In the past local investors had no choice but to make use of creative asset-swap funds for foreign currency exposure. Franklin Templeton has always favoured the hard currency option. “If you want true diversification there’s no sense in diluting your portfolio by going into a rand-denominated fund,” says King.
The local option remains sensible for investors who have used up their offshore allocation (the super rich) and those investors seeking offshore diversification with small amounts of capital.
Step three is to decide which offshore fund meets your specific long-term investment objective. The private investor is easily overwhelmed by the sheer volume of vehicles available to invest offshore.
Coronation Asset Managers offers four offshore unit trusts that can be bought locally or offshore. Their Emerging Market Fund, World Equity Fund, Global Managed Fund and Latitude Fund offer differing equity exposures to suit a variety of risk profiles.
“We offer the Imara Global Fund that has performed incredibly well through the crisis, with returns way in excess of the MSCI World Index,its benchmark”, says Warburton.
The group is also the perfect staging post for an investor looking for emerging market opportunities in Africa. Funds include the flagship Imara African Opportunities Fund, the Imara African Resources Fund, the Imara Nigeria Fund, the Imara East Africa Fund and the Imara Zimbabwe Fund.
King says investors are very keen on the group’s Templeton Asian Growth Fund, and are also showing an appetite for funds with exposure to China and India. The group’s Japan Fund hasn’t been doing too well of late, but may offer value over the longer term.
Krige acknowledges investing through Glacier International can be incredibly daunting. “We offer global regional balanced funds, specialist equity funds, hedge funds of funds and a whole host of different scenarios,” he says.

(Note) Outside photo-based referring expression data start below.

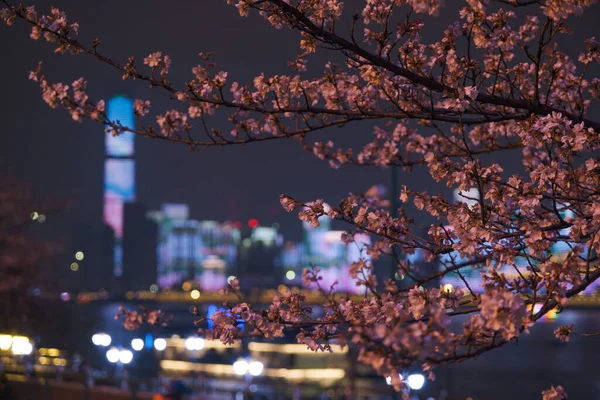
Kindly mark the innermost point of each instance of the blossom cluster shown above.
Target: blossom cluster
(496, 83)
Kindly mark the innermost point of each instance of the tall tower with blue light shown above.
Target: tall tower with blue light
(119, 172)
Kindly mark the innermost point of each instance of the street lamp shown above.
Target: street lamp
(416, 381)
(137, 344)
(240, 367)
(21, 345)
(101, 339)
(194, 343)
(112, 355)
(160, 344)
(255, 368)
(125, 356)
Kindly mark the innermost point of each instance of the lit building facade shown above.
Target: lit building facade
(323, 247)
(119, 173)
(473, 274)
(190, 250)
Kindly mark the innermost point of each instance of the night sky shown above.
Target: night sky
(62, 157)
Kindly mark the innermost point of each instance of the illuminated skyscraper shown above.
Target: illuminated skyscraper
(190, 250)
(119, 172)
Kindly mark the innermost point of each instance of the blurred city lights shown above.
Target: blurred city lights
(194, 343)
(101, 339)
(415, 381)
(137, 344)
(21, 345)
(125, 356)
(255, 368)
(240, 367)
(112, 355)
(388, 379)
(5, 342)
(160, 344)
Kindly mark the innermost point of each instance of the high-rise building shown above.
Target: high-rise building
(92, 257)
(140, 237)
(259, 257)
(324, 248)
(188, 250)
(119, 172)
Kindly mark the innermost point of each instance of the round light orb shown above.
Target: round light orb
(415, 381)
(125, 356)
(240, 367)
(106, 340)
(255, 368)
(137, 344)
(194, 343)
(21, 345)
(5, 342)
(112, 355)
(101, 339)
(160, 344)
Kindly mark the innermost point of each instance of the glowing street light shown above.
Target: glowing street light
(125, 356)
(113, 355)
(240, 367)
(101, 339)
(21, 345)
(5, 342)
(137, 344)
(160, 344)
(194, 343)
(416, 381)
(255, 368)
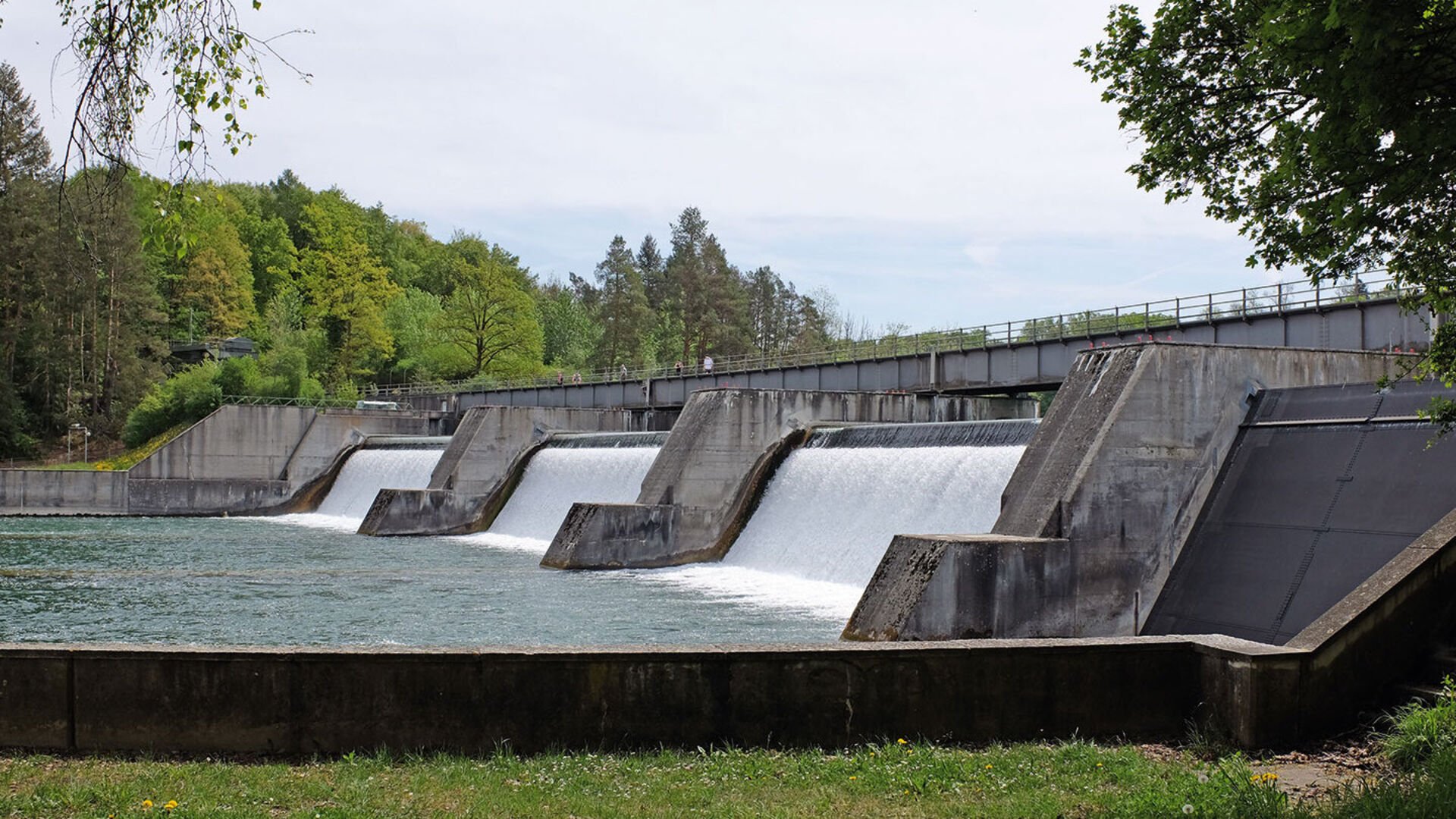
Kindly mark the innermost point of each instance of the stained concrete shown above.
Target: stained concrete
(1123, 464)
(723, 449)
(967, 586)
(239, 460)
(481, 466)
(1324, 485)
(61, 491)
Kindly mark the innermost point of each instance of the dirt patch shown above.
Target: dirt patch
(1312, 774)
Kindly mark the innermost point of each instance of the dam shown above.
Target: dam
(1213, 528)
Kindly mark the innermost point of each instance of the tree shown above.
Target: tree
(705, 293)
(570, 330)
(1327, 131)
(421, 352)
(213, 295)
(344, 286)
(212, 64)
(24, 149)
(623, 309)
(25, 241)
(488, 314)
(654, 271)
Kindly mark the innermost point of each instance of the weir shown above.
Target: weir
(367, 471)
(835, 504)
(571, 468)
(1122, 516)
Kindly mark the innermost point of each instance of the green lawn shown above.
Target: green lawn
(892, 780)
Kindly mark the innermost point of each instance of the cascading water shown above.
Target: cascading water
(832, 509)
(587, 468)
(363, 475)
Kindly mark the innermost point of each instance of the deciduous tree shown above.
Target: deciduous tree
(1327, 131)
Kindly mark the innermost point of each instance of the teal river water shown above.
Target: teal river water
(256, 582)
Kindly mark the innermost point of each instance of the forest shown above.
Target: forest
(102, 270)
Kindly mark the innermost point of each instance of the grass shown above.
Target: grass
(894, 779)
(887, 780)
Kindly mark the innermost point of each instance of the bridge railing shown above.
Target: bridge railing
(1125, 319)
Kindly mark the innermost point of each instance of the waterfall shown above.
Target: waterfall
(956, 433)
(830, 513)
(606, 468)
(363, 475)
(832, 509)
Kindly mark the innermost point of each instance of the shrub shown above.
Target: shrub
(185, 397)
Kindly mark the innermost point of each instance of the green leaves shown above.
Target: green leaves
(1327, 131)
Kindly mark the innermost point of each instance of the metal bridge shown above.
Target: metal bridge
(1009, 357)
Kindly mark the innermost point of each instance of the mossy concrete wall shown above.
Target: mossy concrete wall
(715, 461)
(239, 460)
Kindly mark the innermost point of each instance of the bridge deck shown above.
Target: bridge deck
(993, 359)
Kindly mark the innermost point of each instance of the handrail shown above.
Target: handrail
(274, 401)
(1147, 316)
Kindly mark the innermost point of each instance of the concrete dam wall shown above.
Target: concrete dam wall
(1149, 499)
(1324, 487)
(726, 445)
(481, 466)
(1101, 503)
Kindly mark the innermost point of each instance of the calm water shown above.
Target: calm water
(271, 583)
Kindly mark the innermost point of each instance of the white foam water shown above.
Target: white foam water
(558, 477)
(827, 516)
(362, 477)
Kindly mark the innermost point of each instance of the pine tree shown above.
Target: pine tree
(24, 150)
(623, 309)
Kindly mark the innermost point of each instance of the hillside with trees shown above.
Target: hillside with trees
(102, 270)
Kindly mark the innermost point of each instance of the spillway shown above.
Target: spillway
(585, 468)
(397, 465)
(832, 509)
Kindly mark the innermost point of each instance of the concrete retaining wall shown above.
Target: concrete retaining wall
(61, 491)
(1122, 466)
(717, 460)
(312, 701)
(239, 460)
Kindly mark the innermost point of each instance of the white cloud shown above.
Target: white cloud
(799, 129)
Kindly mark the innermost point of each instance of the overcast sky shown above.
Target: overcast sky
(937, 164)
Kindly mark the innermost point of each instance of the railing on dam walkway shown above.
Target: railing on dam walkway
(1147, 318)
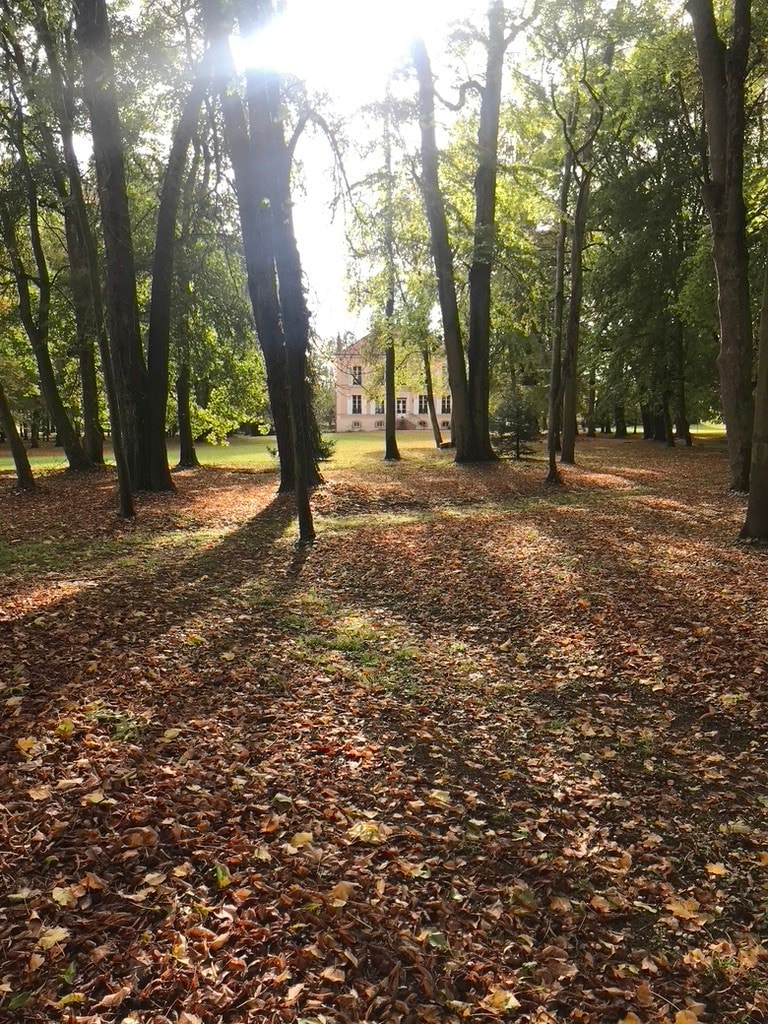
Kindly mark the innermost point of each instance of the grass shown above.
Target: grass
(352, 451)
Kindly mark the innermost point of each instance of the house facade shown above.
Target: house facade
(359, 393)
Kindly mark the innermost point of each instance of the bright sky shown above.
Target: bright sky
(346, 48)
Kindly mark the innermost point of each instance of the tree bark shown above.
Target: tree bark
(273, 163)
(429, 388)
(478, 335)
(569, 366)
(187, 456)
(756, 523)
(555, 385)
(62, 98)
(92, 34)
(159, 340)
(723, 73)
(20, 460)
(442, 256)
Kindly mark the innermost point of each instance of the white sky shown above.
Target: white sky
(346, 48)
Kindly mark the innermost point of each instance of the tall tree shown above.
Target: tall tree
(92, 34)
(723, 68)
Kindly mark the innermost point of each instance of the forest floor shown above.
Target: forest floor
(488, 751)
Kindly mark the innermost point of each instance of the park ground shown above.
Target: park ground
(491, 750)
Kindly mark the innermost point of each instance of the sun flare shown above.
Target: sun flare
(346, 47)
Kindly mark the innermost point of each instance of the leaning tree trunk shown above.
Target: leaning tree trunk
(429, 388)
(756, 523)
(24, 471)
(274, 165)
(461, 436)
(62, 98)
(723, 72)
(555, 380)
(568, 382)
(159, 340)
(478, 335)
(92, 34)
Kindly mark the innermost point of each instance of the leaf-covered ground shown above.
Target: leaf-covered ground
(489, 750)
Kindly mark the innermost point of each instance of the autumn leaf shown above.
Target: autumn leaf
(685, 909)
(52, 937)
(500, 1000)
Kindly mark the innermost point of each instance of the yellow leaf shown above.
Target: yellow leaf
(685, 909)
(342, 891)
(65, 897)
(93, 798)
(301, 839)
(368, 832)
(500, 999)
(718, 868)
(35, 962)
(52, 936)
(334, 974)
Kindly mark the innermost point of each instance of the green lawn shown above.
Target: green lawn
(247, 453)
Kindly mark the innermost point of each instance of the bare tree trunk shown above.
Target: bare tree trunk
(92, 34)
(555, 380)
(756, 523)
(478, 337)
(568, 382)
(442, 256)
(723, 72)
(159, 340)
(20, 460)
(428, 387)
(62, 99)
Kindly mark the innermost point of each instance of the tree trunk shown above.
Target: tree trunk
(555, 386)
(681, 421)
(756, 523)
(591, 399)
(64, 103)
(391, 453)
(159, 340)
(723, 73)
(24, 471)
(442, 256)
(478, 336)
(429, 388)
(572, 326)
(92, 34)
(266, 129)
(187, 456)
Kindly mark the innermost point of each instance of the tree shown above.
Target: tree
(92, 34)
(723, 68)
(20, 459)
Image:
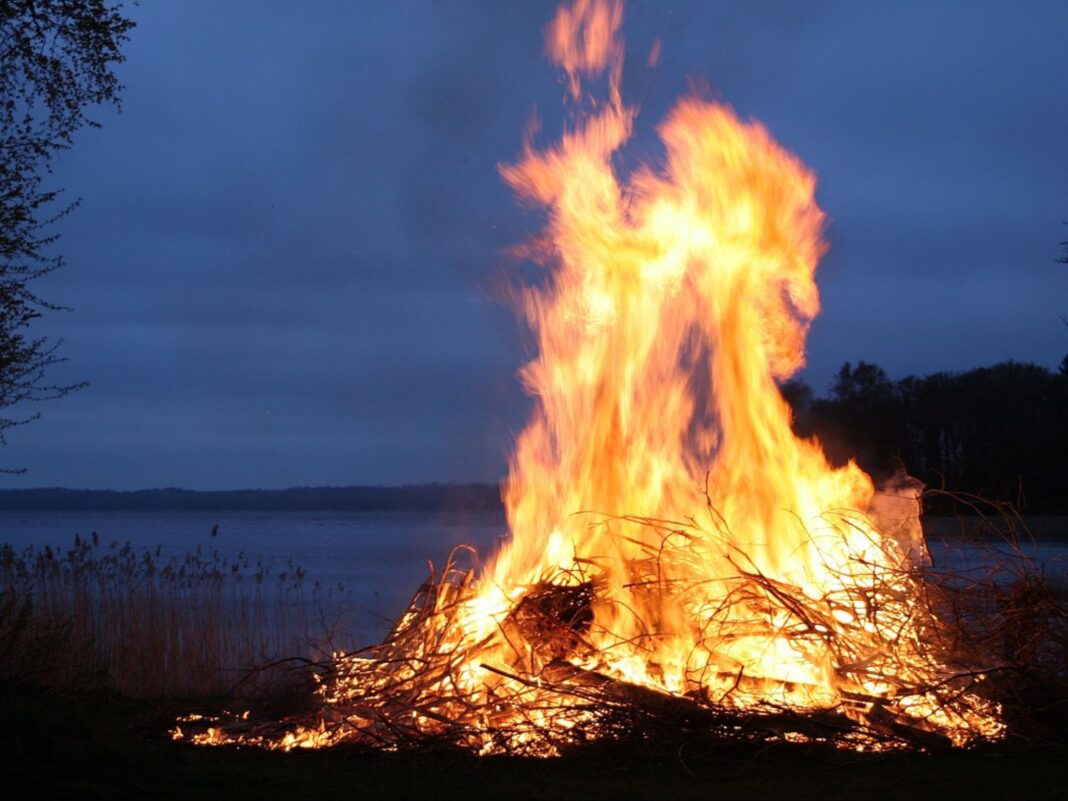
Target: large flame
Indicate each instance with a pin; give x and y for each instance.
(669, 530)
(676, 299)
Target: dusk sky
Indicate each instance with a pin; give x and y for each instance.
(283, 268)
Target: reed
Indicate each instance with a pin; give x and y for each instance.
(144, 624)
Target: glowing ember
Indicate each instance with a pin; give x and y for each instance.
(757, 578)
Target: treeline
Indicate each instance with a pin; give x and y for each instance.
(411, 498)
(998, 432)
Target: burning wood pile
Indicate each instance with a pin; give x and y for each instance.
(764, 594)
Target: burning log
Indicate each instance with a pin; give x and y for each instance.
(765, 593)
(551, 621)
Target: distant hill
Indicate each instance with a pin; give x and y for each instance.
(411, 498)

The group lists collective investment schemes (unit trusts) from international providers including the likes of Investec, Blackrock and Sarasin — 24 asset managers with 380 fund choices.
To make life easier for advisers and clients Glacier has created multi-manager portfolios (comprising bond, cash, commodity, equity, hedge fund and property assets) that are risk-profiled for cautious, moderate and aggressive investors and available in dollar, sterling and Euro. Barrett says high net-worth individuals get a kick out of direct participation in the shares of leading multinational companies directly through offshore stock markets.
You can now buy counters such as Coca Cola, General Electric and Intel and benefit from their cash flows, strong balance sheets, fantastic earnings prospects and general market dominance. The complexity of product offered by the handful of managers we spoke to is replicated across the industry.
If you’re ready to go offshore then you’d best consult an experienced financial adviser to assist with structuring a portfolio to match your needs and risk profile with a suitable basket of overseas investment products.